These days they pretty much all do that. It's the same with the non-Canon toner cartridges for the laser printers.

For myself (and I still have a TS6300 multifunction that's inkjet) I don't get refurbished ink. It's way less expensive to buy refillable tanks with ARC (auto-reset chips) which the printer accepts and always thinks are full. You can tell when you're running out of a given color or black (dye-based for photos, pigmented for documents) when they start getting light.
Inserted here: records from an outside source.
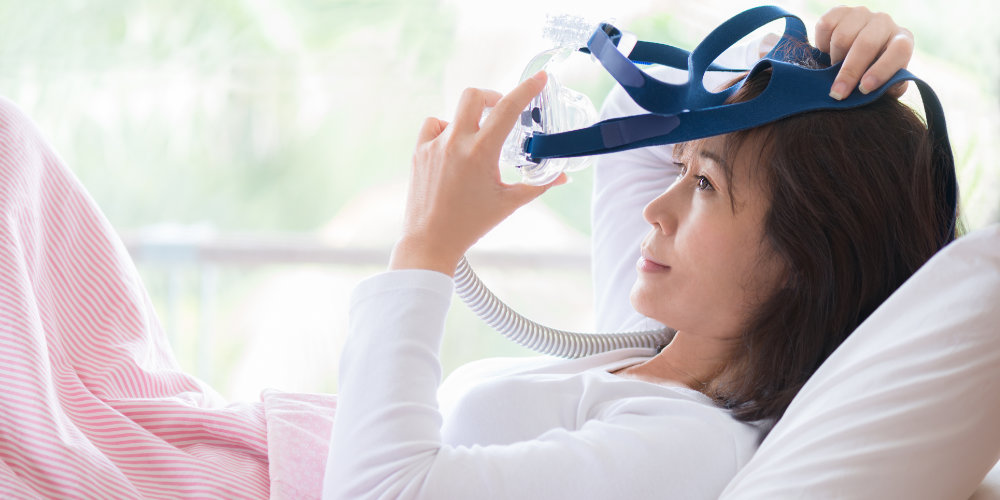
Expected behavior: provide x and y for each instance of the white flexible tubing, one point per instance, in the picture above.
(540, 338)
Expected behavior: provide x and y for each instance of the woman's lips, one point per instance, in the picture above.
(650, 266)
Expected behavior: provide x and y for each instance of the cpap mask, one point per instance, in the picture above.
(557, 133)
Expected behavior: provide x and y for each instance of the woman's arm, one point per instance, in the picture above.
(387, 440)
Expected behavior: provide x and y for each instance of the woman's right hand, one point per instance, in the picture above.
(871, 45)
(456, 195)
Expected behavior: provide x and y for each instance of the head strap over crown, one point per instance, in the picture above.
(688, 111)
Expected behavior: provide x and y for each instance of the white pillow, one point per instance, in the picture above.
(909, 405)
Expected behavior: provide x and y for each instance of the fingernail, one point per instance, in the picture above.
(867, 84)
(839, 90)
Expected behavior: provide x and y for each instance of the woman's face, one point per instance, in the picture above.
(705, 265)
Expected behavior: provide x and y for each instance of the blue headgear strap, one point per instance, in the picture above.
(688, 111)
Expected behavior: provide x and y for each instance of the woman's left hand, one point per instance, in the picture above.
(871, 45)
(456, 195)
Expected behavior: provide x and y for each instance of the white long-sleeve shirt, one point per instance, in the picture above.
(529, 428)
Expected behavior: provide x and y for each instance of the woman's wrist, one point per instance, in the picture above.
(414, 254)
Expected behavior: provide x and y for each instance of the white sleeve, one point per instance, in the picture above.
(624, 183)
(387, 443)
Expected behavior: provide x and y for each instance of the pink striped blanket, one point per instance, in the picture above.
(92, 402)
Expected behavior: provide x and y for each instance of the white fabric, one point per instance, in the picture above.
(567, 429)
(909, 405)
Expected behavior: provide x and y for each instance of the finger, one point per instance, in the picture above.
(869, 43)
(895, 57)
(520, 194)
(471, 106)
(431, 128)
(899, 89)
(505, 113)
(826, 25)
(846, 32)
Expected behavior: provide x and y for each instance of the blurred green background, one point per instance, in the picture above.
(192, 119)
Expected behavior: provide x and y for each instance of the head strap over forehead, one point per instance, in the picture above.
(687, 111)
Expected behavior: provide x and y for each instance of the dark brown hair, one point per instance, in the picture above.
(854, 211)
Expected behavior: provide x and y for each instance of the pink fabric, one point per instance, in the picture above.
(92, 402)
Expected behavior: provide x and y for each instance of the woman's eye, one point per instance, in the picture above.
(681, 170)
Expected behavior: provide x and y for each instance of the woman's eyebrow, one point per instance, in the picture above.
(715, 157)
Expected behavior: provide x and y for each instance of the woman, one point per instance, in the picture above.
(94, 405)
(767, 249)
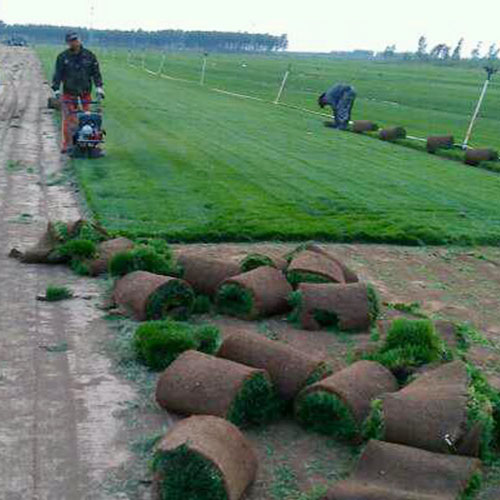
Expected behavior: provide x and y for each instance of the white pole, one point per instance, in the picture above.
(283, 83)
(162, 64)
(203, 69)
(475, 115)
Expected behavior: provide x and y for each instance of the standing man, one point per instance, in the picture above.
(76, 68)
(341, 98)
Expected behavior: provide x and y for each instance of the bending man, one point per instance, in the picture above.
(76, 68)
(341, 98)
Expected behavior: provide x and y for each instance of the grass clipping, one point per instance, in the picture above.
(158, 343)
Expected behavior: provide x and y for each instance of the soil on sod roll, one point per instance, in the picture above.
(349, 307)
(290, 370)
(339, 404)
(145, 295)
(434, 407)
(349, 275)
(360, 126)
(203, 457)
(388, 471)
(254, 260)
(256, 294)
(314, 267)
(44, 251)
(475, 156)
(440, 142)
(392, 134)
(205, 274)
(196, 383)
(106, 251)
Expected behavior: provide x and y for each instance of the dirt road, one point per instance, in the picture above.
(58, 436)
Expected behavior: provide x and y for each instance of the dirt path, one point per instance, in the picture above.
(58, 435)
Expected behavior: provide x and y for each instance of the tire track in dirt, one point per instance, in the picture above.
(58, 436)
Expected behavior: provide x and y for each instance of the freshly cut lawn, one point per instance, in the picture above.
(194, 165)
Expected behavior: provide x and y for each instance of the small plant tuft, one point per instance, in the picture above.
(56, 293)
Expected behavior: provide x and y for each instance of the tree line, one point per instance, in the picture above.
(163, 39)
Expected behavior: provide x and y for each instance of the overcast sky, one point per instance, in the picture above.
(312, 25)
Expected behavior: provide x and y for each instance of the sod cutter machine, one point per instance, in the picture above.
(88, 135)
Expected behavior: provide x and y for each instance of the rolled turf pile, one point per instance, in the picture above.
(440, 142)
(436, 413)
(145, 296)
(392, 134)
(338, 405)
(387, 471)
(254, 260)
(105, 252)
(475, 156)
(256, 294)
(314, 267)
(159, 343)
(196, 383)
(360, 126)
(408, 345)
(203, 457)
(290, 370)
(205, 274)
(349, 275)
(350, 307)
I bought one of the sets from eBay, along with large bottles (as in quart sized, much like these) of all the ink colors, including pigmented black, and I know I will be dead before I ever come close to emptying any one of these bottles, and until we got the laser printer last year, we printed an awful lot of pages (partner, in particular) on that printer. You have to be willing to deal with stained fingers, or using latex/nitrile gloves, for the refill process. There are other options, like this, where the refill "nozzle" (more like a needle) is part of the bottle itself and I find that style the easiest to deal with and least messy overall if you go with ARC tanks.
 
These days they pretty much all do that. It's the same with the non-Canon toner cartridges for the laser printers.
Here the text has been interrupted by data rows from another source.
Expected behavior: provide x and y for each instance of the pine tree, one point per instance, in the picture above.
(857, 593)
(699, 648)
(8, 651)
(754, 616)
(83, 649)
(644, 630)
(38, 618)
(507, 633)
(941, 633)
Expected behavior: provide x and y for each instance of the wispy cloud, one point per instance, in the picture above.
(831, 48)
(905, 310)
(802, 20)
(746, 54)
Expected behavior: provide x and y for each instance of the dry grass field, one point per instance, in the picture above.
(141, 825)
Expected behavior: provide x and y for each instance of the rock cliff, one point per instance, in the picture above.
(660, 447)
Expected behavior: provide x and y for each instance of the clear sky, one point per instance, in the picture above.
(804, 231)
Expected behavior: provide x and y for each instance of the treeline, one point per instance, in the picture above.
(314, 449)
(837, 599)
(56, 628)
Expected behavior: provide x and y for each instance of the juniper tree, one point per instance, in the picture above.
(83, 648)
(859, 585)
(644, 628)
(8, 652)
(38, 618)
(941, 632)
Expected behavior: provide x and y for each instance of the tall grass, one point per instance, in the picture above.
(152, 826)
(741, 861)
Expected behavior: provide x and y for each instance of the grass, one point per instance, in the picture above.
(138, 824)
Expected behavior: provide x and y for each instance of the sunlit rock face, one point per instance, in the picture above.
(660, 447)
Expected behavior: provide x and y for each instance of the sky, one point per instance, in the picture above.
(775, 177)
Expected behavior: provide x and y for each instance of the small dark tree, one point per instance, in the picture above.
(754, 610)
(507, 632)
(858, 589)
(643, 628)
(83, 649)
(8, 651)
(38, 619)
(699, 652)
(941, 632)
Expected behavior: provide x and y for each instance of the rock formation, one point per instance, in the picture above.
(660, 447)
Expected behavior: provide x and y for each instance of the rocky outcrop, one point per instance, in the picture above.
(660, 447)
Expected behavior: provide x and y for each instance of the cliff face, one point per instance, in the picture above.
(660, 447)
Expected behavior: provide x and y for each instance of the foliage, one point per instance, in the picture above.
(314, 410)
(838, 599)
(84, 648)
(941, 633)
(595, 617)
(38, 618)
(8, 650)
For myself (and I still have a TS6300 multifunction that's inkjet) I don't get refurbished ink. It's way less expensive to buy refillable tanks with ARC (auto-reset chips) which the printer accepts and always thinks are full. You can tell when you're running out of a given color or black (dye-based for photos, pigmented for documents) when they start getting light.
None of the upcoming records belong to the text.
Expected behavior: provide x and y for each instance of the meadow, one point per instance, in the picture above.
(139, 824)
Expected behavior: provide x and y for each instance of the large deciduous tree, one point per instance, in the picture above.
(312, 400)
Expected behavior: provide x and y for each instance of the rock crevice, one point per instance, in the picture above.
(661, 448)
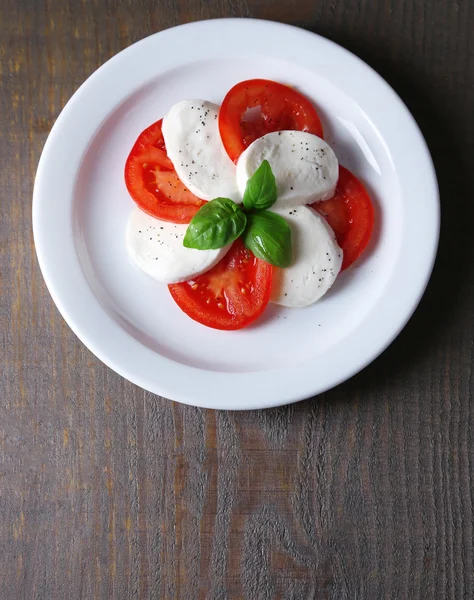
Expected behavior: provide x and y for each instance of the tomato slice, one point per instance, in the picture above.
(153, 183)
(350, 214)
(255, 107)
(230, 295)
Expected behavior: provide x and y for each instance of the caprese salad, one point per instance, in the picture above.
(243, 204)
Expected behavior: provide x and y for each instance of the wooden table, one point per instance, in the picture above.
(365, 492)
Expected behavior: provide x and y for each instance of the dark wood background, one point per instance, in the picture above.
(365, 492)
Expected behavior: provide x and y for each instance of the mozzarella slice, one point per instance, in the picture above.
(156, 247)
(317, 259)
(194, 146)
(305, 167)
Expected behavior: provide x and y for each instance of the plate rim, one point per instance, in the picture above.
(207, 400)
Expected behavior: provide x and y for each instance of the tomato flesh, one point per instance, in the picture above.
(231, 295)
(350, 214)
(256, 107)
(153, 183)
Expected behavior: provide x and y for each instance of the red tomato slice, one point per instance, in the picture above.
(230, 295)
(153, 183)
(350, 214)
(258, 106)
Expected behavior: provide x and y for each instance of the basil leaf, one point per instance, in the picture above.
(261, 190)
(268, 236)
(216, 224)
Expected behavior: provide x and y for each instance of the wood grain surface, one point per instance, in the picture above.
(107, 492)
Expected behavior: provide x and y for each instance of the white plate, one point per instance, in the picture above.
(130, 322)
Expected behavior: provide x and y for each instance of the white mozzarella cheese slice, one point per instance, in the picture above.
(194, 146)
(305, 167)
(156, 247)
(317, 259)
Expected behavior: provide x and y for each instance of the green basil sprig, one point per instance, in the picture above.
(216, 224)
(221, 221)
(261, 191)
(268, 236)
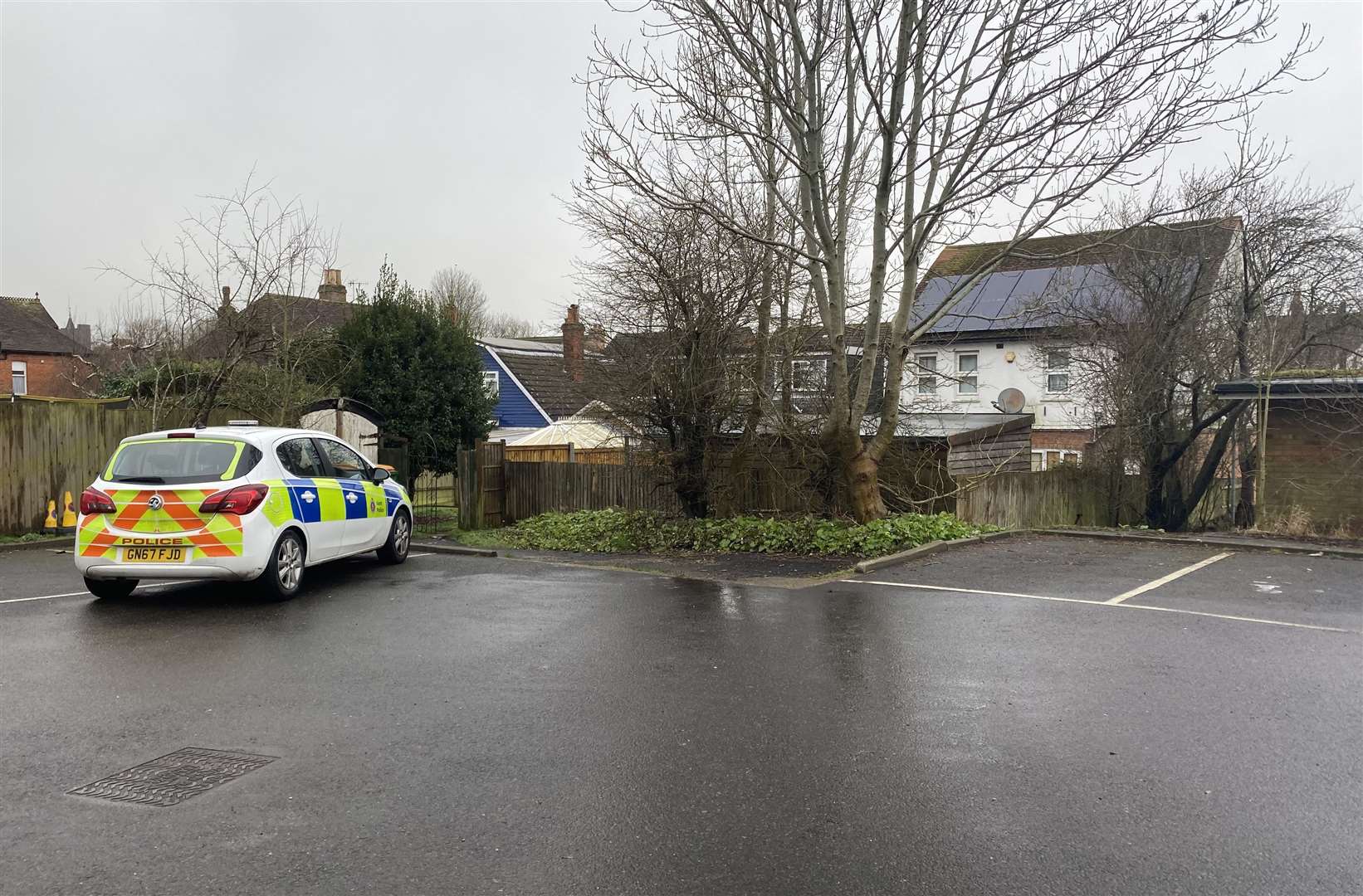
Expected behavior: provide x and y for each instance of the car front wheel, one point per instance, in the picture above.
(399, 539)
(282, 577)
(110, 588)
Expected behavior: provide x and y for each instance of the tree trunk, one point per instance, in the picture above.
(1246, 512)
(860, 471)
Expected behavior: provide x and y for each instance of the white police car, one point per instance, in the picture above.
(240, 501)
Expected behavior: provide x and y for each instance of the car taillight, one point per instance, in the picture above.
(95, 501)
(239, 500)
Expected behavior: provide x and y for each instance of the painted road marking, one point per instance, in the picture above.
(1106, 603)
(76, 594)
(1161, 581)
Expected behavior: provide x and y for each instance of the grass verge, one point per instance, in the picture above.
(643, 531)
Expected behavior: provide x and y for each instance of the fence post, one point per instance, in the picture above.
(471, 488)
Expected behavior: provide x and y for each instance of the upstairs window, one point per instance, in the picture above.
(807, 375)
(968, 373)
(927, 373)
(1058, 371)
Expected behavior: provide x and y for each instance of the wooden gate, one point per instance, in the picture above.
(481, 485)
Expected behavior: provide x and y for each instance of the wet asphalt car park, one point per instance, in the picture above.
(1032, 715)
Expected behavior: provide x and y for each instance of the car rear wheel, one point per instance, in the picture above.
(399, 539)
(282, 577)
(110, 588)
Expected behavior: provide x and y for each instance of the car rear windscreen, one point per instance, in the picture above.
(180, 460)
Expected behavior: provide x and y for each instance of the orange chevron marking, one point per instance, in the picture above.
(133, 511)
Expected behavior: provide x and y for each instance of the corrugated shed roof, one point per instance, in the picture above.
(27, 326)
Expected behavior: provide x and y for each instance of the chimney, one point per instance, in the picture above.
(573, 333)
(331, 289)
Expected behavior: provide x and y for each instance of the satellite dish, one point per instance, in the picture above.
(1010, 401)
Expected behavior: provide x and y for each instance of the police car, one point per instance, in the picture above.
(240, 503)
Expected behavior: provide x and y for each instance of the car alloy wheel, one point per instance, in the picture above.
(289, 564)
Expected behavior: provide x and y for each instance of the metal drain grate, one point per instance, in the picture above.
(174, 777)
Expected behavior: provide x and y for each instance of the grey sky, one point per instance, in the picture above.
(432, 134)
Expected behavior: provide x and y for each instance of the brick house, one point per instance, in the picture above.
(37, 357)
(1313, 448)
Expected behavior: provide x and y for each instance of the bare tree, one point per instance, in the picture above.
(681, 293)
(901, 127)
(1301, 297)
(216, 293)
(1269, 275)
(461, 299)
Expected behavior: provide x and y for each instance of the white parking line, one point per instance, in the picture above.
(1106, 603)
(1176, 573)
(76, 594)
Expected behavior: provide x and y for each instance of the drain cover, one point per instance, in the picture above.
(174, 777)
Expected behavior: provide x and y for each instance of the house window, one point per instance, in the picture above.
(966, 373)
(927, 373)
(1053, 458)
(807, 376)
(1058, 371)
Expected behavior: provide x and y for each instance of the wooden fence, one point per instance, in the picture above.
(564, 454)
(481, 480)
(52, 448)
(539, 488)
(1067, 496)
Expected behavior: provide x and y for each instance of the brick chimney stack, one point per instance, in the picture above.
(331, 289)
(573, 334)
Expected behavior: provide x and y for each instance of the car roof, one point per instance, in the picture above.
(254, 435)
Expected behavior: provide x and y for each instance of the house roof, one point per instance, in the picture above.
(1013, 295)
(300, 311)
(27, 326)
(539, 368)
(1347, 384)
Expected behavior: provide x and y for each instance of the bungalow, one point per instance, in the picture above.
(536, 382)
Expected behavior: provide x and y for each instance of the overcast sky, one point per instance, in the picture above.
(432, 134)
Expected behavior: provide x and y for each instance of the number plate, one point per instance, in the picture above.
(153, 554)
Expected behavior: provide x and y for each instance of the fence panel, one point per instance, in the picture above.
(540, 488)
(530, 454)
(1057, 497)
(51, 448)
I bought one of the sets from eBay, along with large bottles (as in quart sized, much like these) of all the ink colors, including pigmented black, and I know I will be dead before I ever come close to emptying any one of these bottles, and until we got the laser printer last year, we printed an awful lot of pages (partner, in particular) on that printer. You have to be willing to deal with stained fingers, or using latex/nitrile gloves, for the refill process. There are other options, like this, where the refill "nozzle" (more like a needle) is part of the bottle itself and I find that style the easiest to deal with and least messy overall if you go with ARC tanks.
The ARC cartridges sound nice. Don't think they make them for her Canon PIXMA TS3522, which takes CL-275 color and PG-275 black. I really need to get her a better printer. Sucks having tri-color ink.
 
Just to be clear, these are NOT cartridges, but ink tanks. I will not buy any printer that has the print head as part of a black or tri-color cartridge. The expense for those cartridges, even "remanufactured" ones, over time is insane.

I'm a Canon fan, but have also done the same with Epson and (I think, it's been ages) Brother devices that had individual ink tanks that feed a built-in print head.

Now I know that Canon has its Megatank line and Epson has its EcoTank line (Canon MegaTank & Epson EcoTank Supertank Printers - Consumer R) and were I buying an inkjet now, I'd definitely go for one like that. Refilling is so so much easier than dealing with fiddly little ARC chip tanks and when you buy ink in bulk from 3rd parties, the cost is orders of magnitude lower (and it works just fine, as my own experience shows).

Inkjet ink is where the money is made, not the printer. And even for Megatank/EcoTank devices, OEM ink is insanely more expensive than "generic" inkjet refill ink in bulk.